Estas últimas son las que nos presentan los retos importantes, las que nos exigen atención por novedosas, complicadas, emocionantes, porque nos parecen trascendentes para el resto de nuestra vida y la de los que nos rodean.
Cada vez que tomamos una de estas decisiones es un pequeño salto al vacío porque, por mucho que medites, que te organices, que analices los pros y los contras, el futuro es impredecible, lo blanco se convierte en negro de la noche a la mañana. Por eso nos da miedo tomarlas; por eso hay gente que confía que el tiempo las resuelva, que sean otros los que decidan por nosotros, que ignorándolas desaparecerán. Y eso no trae nada bueno.

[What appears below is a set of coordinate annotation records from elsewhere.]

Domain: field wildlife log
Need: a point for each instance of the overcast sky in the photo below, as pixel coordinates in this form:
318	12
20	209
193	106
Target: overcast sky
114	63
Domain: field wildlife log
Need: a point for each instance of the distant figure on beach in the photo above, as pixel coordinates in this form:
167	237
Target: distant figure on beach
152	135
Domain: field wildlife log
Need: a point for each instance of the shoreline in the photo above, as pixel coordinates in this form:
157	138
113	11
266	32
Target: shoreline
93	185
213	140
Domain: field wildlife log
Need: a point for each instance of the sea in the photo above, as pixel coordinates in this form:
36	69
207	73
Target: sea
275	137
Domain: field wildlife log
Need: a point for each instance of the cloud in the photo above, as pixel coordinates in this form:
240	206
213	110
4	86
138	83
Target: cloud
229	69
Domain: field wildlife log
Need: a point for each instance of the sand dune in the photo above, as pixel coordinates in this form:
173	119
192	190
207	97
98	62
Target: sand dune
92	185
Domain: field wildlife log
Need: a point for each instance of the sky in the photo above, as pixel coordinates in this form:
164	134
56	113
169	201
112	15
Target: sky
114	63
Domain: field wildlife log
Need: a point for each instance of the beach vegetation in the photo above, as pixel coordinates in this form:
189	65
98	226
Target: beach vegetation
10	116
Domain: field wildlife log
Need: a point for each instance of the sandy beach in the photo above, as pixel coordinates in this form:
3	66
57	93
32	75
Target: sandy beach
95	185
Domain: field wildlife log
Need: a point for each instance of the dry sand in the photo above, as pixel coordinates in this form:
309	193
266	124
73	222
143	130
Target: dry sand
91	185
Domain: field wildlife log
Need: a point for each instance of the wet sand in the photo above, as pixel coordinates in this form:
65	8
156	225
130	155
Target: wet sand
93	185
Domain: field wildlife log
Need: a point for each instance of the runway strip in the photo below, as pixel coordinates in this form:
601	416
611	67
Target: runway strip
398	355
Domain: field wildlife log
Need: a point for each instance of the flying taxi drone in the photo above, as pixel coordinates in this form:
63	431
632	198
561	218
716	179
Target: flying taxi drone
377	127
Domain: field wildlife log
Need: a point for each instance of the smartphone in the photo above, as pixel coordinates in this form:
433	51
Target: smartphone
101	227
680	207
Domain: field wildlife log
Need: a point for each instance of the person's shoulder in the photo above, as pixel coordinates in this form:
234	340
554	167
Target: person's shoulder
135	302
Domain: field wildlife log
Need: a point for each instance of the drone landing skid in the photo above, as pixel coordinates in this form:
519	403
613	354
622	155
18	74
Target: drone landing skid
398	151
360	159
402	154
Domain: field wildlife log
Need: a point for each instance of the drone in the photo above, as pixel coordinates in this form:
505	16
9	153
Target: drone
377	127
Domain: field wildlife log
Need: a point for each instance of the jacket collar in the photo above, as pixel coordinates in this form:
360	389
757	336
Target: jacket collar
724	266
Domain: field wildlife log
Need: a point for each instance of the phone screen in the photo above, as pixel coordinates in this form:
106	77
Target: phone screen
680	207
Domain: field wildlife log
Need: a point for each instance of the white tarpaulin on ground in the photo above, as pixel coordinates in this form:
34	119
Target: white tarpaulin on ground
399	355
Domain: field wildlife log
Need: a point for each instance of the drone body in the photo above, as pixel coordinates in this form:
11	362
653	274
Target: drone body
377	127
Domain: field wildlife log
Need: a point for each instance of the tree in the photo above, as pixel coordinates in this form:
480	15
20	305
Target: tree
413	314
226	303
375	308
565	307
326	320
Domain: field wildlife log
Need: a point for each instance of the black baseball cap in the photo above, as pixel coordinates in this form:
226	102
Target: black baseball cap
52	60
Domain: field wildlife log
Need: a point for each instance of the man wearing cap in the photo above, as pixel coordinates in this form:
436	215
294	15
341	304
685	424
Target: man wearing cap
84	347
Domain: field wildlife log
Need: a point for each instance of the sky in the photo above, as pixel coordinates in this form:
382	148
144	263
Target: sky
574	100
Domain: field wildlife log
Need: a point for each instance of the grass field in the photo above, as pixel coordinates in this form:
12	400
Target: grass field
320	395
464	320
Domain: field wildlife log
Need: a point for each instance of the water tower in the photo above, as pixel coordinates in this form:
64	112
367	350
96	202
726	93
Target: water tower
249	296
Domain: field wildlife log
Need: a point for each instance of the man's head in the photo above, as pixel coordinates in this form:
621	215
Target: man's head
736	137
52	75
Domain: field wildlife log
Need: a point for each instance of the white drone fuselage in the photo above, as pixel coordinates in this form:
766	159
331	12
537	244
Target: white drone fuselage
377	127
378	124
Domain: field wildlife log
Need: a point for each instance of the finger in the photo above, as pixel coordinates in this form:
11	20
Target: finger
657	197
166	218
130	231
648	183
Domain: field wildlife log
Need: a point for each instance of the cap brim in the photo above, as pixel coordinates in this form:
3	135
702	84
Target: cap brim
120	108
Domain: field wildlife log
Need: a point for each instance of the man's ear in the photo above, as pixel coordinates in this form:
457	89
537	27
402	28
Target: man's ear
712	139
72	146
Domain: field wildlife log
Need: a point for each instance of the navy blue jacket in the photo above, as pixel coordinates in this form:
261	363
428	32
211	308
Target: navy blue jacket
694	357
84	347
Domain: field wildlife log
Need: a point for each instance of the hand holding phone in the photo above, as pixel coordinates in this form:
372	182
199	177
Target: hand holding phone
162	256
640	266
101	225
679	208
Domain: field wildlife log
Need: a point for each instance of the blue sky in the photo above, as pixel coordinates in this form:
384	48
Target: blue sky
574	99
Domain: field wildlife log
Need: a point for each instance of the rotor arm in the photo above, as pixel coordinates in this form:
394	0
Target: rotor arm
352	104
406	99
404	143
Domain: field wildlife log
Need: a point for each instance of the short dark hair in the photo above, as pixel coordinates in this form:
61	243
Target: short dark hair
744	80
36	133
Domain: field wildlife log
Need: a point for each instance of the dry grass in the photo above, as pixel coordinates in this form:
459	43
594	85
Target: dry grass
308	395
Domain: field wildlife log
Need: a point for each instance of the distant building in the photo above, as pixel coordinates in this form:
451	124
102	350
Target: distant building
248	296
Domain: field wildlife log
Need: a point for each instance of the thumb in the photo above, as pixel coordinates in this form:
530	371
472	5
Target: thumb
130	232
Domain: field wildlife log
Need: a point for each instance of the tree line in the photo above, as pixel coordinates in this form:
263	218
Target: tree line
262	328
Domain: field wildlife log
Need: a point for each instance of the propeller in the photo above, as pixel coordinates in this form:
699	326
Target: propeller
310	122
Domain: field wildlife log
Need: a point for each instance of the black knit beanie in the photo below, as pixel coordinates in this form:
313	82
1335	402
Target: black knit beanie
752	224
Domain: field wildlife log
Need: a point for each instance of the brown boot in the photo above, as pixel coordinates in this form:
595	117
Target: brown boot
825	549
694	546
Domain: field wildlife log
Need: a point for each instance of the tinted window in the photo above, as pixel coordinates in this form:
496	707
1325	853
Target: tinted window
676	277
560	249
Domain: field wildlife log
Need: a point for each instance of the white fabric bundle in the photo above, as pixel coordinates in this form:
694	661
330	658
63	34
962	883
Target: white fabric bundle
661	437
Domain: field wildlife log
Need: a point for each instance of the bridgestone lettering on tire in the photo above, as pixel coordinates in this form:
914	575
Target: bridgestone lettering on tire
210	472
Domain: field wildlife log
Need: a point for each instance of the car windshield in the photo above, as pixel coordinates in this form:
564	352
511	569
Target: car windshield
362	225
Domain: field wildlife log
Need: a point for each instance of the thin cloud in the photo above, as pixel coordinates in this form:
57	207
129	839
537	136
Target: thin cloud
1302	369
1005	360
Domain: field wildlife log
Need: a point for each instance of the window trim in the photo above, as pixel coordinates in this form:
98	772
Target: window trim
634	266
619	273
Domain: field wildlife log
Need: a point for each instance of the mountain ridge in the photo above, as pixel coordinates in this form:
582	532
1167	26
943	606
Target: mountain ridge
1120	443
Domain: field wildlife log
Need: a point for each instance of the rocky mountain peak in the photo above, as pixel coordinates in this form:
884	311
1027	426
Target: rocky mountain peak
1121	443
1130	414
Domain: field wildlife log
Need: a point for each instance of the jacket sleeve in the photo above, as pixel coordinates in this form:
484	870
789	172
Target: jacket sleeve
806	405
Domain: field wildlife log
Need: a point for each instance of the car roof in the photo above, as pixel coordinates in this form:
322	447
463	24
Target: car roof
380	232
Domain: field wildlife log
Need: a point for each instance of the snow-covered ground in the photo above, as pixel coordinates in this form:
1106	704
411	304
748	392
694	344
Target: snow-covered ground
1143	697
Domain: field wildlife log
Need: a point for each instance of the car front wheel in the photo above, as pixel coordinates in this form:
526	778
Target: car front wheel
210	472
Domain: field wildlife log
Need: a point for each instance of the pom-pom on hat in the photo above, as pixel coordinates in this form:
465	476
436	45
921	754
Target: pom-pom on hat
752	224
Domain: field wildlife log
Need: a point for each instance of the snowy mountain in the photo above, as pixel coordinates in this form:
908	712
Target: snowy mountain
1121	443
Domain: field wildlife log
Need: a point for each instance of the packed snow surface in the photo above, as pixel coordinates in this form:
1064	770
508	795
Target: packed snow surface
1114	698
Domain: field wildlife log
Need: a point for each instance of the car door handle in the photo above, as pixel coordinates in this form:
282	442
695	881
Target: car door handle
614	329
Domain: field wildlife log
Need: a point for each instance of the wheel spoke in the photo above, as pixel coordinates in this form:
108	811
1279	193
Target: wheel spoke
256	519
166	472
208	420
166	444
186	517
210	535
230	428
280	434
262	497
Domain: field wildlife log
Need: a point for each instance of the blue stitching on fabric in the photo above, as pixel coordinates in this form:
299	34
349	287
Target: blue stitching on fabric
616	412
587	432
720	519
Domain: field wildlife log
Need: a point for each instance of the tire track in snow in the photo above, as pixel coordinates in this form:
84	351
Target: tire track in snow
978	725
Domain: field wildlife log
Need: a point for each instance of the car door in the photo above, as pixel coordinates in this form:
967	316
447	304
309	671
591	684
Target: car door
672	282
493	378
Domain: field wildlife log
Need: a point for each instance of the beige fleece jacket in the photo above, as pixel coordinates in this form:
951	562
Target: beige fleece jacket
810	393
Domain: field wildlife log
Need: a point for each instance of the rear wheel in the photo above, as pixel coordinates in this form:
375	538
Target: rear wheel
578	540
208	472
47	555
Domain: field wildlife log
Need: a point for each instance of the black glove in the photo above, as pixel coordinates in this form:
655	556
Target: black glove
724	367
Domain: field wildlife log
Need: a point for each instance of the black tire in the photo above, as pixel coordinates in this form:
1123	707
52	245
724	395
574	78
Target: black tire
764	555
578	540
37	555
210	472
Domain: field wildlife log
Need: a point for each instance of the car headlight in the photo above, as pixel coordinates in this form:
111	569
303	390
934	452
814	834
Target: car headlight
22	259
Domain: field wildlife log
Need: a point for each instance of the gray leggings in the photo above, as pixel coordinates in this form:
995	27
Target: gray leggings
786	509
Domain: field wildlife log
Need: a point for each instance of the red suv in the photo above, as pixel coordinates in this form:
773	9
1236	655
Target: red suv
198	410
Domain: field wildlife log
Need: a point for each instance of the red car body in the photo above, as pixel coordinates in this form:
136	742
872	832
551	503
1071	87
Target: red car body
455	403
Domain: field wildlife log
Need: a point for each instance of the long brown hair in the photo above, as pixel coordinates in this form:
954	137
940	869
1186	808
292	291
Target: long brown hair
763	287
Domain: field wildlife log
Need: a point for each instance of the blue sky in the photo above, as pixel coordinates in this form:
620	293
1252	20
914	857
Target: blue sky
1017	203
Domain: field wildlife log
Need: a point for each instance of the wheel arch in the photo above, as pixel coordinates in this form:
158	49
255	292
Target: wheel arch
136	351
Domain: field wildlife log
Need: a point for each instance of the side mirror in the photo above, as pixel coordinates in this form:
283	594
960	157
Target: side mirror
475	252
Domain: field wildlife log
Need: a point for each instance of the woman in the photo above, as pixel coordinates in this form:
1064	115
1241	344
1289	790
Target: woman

La vida es una katiuska de decisiones, unas dentro de otras, todas enlazadas, entremezcladas, incluso con las que no nos pertenecen, las que deben tomar otros. Esto nos pesa, nos acobarda, nos chantajea, nos limita, nos desgasta, nos coloca frente al abismo. Por eso intentamos evitarlas: para no perdernos en el laberinto, para no encontramos ante una puerta que no se abre. Y, para conseguirlo, creamos nuestras rutinas, hábitos, costumbres, normas sociales o gustos personales, intentando ayudar a nuestro cerebro en la toma de decisiones inconscientes.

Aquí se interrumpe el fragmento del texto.